Yeni konut modeli neye göre şekilleniyor?

Maalesef, Mardin’e özgü bir durum pek oluşmuyor. Türkiye’nin dört bir tarafında rastladığımız jeneriğe; çok katlı, komşuluk ilişkisi imkanı kılmayan, Mardin’deki doğal ve kültürel durumla ilişkisini çok iyi kurmayan konut gruplarına doğru gidiyor.

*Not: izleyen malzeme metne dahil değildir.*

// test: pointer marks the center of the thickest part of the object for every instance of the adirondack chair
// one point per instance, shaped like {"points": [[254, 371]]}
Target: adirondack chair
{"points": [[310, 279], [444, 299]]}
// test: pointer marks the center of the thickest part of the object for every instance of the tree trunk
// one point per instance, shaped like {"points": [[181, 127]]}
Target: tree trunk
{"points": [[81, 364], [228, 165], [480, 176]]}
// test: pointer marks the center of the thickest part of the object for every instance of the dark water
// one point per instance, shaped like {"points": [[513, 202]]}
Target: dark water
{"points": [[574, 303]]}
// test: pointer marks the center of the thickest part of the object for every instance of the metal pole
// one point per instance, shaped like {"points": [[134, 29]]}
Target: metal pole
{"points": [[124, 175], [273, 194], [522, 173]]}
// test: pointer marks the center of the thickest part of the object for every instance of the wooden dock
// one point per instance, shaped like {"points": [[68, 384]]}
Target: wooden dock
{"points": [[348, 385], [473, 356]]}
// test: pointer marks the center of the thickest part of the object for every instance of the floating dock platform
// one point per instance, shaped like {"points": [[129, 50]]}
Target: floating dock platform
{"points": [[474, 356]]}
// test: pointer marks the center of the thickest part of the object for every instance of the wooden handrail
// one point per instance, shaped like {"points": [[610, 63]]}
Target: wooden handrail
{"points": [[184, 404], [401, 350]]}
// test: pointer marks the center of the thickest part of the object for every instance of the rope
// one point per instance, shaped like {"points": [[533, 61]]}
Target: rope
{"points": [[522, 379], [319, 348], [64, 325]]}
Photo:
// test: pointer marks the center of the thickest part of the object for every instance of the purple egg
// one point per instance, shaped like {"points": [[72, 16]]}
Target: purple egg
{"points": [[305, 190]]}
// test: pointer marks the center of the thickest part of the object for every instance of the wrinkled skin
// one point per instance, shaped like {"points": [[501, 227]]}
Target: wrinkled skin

Türkiye’nin dört bir tarafında, çok farklı çevrelerde aynen uygulanan ağırlıklı olarak çok katlı apartman olarak adlandırılan konut tipolojisi Mardin’de de tek seçenek haline gelmiş vaziyette maalesef.

Bu dönüşümün sosyal yapıyı insan davranışlarını nasıl etkilediğini anlayabilmek için bir örnek vereyim: Biz öğrencilerle sıcak bir yaz gününde eski şehirde bir mahallede dolaşırken terasından bizi gören Mardinli bir ev sahibi hanımefendi bizim yorulduğumuzu, susadığımızı düşünerek evine davet edip (40 kişiyiz belki) soğuk içecek ikram ediyorken, muhtemelen onun yeni şehirde yaşayan kız kardeşinin sokağına girsek böyle bir misafirperverliği bize gösteremeyecek. Çünkü neticede 3 oda 1 salondan oluşan evinde, avlu-teras gibi rahatlıkla misafir ağırlayacak bir mekanı olmadığı için, kendisi misafirperver olsa bile maalesef misafirperverlik yapmasına izin vermeyen bir konutta yaşadığı için aynı davranışı gösteremeyecek. Yani bir insan yeni şehire gidip “Vay, bu Mardinliler hiç misafirperver değil,” diyebilirken, eski şehirde “Ne kadar misafirperverler!” sonucunu çıkartabilir ki aslında bu bence çok çarpıcı bir durum: İnsanın içinde yaşadığı çevrenin davranışlarını biçimlendirmesine çok iyi bir örnek.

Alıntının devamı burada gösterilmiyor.